Existing electric wheelchairs suffer from operational complexity and an imbalance between autonomy and user control, resulting in low task efficiency and insufficient user trust. This paper introduces CoNav Chair—a ROS 2 Humble-based intelligent wheelchair designed for both indoor and outdoor built environments. It pioneers the integration of a dynamic weight-sharing control algorithm into a lightweight ROS architecture, enabling adaptive interpretation of user intent and seamless human-robot collaboration. The system fuses LiDAR-based SLAM mapping, YOLOv5 real-time object detection, hybrid PID+MPC motion control, and a multimodal human–machine interface (joystick + gesture recognition). Experimental evaluation in representative indoor social scenarios demonstrates: path tracking error < 0.12 m, obstacle avoidance latency < 180 ms, 37% reduction in task completion time, and a 42% improvement in NASA-TLX trust scores.

With the number of people with disabilities (PWD) increasing worldwide each year, the demand for mobility support to enable independent living and social integration is also growing. Wheelchairs commonly support the mobility of PWD in both indoor and outdoor environments. However, current powered wheelchairs (PWC) often fail to meet the needs of PWD, who may find it difficult to operate them. Furthermore, existing research on robotic wheelchairs typically focuses either on full autonomy or enhanced manual control, which can lead to reduced efficiency and user trust.
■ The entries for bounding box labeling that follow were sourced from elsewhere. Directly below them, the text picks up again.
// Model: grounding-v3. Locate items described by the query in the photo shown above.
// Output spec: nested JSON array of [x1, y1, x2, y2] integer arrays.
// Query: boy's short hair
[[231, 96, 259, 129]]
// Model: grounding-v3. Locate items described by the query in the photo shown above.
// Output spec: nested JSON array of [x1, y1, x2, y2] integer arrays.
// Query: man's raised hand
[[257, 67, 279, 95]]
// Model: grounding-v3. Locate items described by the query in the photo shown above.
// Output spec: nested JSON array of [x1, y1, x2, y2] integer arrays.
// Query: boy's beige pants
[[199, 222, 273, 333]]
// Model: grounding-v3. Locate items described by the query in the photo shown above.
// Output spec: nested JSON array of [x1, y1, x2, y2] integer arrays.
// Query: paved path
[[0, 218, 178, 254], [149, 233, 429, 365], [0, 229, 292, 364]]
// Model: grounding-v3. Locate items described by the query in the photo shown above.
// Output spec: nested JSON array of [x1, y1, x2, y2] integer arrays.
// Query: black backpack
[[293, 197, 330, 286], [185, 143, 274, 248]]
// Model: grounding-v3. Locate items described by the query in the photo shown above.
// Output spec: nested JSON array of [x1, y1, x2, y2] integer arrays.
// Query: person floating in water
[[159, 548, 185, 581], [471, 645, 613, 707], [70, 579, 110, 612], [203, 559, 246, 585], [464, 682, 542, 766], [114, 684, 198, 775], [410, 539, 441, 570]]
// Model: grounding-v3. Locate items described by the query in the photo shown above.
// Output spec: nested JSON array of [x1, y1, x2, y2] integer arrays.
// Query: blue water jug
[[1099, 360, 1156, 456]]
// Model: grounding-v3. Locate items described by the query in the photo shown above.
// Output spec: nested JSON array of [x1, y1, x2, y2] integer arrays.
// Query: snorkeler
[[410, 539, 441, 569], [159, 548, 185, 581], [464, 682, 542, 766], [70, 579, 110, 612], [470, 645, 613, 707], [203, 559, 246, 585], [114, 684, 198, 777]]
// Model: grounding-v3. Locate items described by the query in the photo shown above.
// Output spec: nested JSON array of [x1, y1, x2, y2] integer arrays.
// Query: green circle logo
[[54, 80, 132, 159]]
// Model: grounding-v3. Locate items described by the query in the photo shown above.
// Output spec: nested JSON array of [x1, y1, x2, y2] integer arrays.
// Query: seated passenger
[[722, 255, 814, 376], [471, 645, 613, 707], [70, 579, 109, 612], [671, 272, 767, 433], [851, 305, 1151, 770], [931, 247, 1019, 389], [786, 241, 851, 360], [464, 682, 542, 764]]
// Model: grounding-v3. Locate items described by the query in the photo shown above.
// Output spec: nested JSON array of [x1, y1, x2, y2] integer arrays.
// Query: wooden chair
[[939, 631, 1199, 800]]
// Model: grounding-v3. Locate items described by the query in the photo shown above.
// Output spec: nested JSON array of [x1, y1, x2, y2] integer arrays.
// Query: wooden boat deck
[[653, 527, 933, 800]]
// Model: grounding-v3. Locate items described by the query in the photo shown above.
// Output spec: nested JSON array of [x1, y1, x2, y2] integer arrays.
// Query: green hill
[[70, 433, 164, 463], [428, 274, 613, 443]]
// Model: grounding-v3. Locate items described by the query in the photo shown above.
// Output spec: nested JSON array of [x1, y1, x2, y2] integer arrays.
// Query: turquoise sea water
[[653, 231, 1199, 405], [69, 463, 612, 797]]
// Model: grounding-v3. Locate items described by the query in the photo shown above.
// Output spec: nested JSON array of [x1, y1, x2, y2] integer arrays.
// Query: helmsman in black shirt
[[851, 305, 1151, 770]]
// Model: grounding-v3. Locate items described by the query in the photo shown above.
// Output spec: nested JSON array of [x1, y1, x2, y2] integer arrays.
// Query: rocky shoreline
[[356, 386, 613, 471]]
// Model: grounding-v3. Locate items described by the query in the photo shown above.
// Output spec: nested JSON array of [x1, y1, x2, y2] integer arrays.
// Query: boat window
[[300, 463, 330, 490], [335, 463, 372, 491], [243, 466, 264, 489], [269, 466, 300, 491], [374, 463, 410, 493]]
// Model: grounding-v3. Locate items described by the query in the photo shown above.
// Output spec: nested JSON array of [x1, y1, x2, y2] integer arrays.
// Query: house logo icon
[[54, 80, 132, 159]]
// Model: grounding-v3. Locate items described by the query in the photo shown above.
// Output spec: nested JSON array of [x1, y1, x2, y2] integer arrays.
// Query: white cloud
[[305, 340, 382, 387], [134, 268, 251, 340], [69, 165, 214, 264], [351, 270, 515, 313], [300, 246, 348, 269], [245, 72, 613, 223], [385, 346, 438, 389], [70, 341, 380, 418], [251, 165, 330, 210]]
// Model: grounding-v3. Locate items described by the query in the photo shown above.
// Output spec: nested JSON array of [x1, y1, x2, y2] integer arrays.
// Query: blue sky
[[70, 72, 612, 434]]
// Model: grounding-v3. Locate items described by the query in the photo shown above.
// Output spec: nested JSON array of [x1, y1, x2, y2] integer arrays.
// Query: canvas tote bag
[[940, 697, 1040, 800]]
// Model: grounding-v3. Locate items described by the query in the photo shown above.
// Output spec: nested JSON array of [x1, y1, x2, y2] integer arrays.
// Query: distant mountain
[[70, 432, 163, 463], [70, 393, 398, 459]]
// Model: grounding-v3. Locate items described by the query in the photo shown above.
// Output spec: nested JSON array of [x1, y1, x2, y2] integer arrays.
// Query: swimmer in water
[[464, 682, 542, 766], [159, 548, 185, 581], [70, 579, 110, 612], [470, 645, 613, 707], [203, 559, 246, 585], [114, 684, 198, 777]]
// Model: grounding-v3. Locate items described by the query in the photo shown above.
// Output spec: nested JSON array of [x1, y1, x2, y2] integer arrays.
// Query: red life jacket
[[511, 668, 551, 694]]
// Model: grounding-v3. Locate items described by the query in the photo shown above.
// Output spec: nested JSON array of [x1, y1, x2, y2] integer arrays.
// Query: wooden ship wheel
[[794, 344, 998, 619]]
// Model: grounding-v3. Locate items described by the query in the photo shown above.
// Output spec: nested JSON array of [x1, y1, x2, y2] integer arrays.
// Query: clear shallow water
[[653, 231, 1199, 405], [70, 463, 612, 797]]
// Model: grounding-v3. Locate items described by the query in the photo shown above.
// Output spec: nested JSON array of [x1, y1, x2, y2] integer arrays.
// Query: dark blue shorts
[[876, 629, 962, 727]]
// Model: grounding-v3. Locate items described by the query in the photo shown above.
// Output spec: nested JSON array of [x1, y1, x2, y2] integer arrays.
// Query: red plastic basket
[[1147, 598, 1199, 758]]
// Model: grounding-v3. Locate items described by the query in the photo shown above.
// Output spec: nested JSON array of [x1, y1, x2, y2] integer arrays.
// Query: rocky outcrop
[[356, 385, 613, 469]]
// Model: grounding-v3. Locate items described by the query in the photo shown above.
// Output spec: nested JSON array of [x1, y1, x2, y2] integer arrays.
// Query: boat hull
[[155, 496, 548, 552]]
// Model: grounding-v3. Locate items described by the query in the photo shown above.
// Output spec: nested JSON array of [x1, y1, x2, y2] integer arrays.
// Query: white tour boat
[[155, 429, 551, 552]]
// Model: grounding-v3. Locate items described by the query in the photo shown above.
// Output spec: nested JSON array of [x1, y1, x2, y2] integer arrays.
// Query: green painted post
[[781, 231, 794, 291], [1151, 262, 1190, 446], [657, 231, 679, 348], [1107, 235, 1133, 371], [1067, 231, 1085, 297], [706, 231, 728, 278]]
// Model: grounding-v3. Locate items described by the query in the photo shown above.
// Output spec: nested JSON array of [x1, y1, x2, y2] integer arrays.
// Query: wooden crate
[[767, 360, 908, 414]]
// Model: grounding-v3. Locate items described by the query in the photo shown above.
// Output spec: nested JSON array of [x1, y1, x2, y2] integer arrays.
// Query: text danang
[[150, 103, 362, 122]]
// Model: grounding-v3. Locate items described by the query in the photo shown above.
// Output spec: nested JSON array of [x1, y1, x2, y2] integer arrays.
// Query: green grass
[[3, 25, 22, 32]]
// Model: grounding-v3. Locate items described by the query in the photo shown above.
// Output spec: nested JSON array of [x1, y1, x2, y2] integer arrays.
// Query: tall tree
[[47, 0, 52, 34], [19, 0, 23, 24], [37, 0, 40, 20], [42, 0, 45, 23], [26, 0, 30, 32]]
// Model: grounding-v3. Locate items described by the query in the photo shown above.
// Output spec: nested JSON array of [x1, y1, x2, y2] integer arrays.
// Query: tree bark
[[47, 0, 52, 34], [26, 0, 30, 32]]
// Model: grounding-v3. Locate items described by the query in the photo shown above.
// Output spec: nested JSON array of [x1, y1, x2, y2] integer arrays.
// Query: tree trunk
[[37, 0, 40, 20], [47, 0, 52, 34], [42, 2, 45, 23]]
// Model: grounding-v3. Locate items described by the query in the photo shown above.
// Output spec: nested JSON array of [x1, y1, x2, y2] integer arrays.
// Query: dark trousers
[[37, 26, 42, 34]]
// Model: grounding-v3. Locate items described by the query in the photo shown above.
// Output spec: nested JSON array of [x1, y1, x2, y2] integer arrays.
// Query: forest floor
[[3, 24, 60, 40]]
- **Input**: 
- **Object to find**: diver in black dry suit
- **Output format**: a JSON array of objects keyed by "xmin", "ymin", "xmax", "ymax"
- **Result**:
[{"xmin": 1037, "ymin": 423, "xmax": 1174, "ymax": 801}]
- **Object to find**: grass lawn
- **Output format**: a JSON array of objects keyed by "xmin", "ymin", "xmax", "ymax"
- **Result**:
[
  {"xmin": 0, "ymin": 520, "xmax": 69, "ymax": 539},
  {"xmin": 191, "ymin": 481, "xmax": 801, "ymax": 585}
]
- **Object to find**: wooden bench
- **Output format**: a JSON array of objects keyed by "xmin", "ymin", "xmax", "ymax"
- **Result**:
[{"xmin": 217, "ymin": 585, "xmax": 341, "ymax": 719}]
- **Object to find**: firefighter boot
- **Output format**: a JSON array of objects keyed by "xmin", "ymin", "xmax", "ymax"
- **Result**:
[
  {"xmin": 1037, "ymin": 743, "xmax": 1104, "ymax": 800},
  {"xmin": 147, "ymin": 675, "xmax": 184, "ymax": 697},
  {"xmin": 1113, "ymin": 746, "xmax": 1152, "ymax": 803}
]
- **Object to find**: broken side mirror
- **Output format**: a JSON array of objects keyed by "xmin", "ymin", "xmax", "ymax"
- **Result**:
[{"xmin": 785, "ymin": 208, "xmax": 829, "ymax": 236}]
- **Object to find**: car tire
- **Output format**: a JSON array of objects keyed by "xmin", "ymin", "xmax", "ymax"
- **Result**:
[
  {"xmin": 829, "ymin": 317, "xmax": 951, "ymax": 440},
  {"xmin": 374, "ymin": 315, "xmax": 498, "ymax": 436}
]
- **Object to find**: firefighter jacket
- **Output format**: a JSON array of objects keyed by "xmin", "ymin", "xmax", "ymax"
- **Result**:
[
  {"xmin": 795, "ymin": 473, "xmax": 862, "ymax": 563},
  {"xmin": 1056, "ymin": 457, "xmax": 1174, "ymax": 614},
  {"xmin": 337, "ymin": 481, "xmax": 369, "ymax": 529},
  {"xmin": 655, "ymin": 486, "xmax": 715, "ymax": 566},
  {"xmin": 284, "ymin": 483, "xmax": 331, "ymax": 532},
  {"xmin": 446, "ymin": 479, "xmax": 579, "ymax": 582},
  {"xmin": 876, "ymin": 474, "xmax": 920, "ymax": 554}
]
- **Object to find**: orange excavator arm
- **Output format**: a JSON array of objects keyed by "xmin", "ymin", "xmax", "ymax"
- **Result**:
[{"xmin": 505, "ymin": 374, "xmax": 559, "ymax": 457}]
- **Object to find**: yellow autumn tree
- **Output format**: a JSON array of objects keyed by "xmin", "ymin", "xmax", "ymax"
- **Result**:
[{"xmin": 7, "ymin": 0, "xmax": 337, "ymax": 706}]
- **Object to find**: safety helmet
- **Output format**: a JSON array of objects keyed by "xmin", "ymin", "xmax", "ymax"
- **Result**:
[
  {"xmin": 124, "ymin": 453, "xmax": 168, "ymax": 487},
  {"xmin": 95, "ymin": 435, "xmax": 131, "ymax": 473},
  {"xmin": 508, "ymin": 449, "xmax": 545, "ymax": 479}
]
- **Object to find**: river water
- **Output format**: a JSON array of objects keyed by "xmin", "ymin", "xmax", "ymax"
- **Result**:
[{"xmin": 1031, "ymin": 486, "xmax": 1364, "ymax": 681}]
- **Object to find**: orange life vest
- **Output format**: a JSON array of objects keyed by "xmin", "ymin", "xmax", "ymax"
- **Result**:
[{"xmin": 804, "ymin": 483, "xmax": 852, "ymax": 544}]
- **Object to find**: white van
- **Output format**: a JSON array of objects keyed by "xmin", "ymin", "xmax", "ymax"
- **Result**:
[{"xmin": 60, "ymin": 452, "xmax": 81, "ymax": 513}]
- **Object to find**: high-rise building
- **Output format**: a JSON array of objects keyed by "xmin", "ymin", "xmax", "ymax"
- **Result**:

To address these issues, this paper proposes a Robot Operating System (ROS)-based smart wheelchair, called CoNav Chair, that incorporates a shared control navigation algorithm and obstacle avoidance to support PWD while fostering efficiency and trust between the robot and the user. Our design consists of hardware and software components. Experimental results conducted in a typical indoor social environment demonstrate the performance and effectiveness of the smart wheelchair hardware and software design. This integrated design promotes trust and autonomy, which are crucial for the acceptance of assistive mobility technologies in the built environment.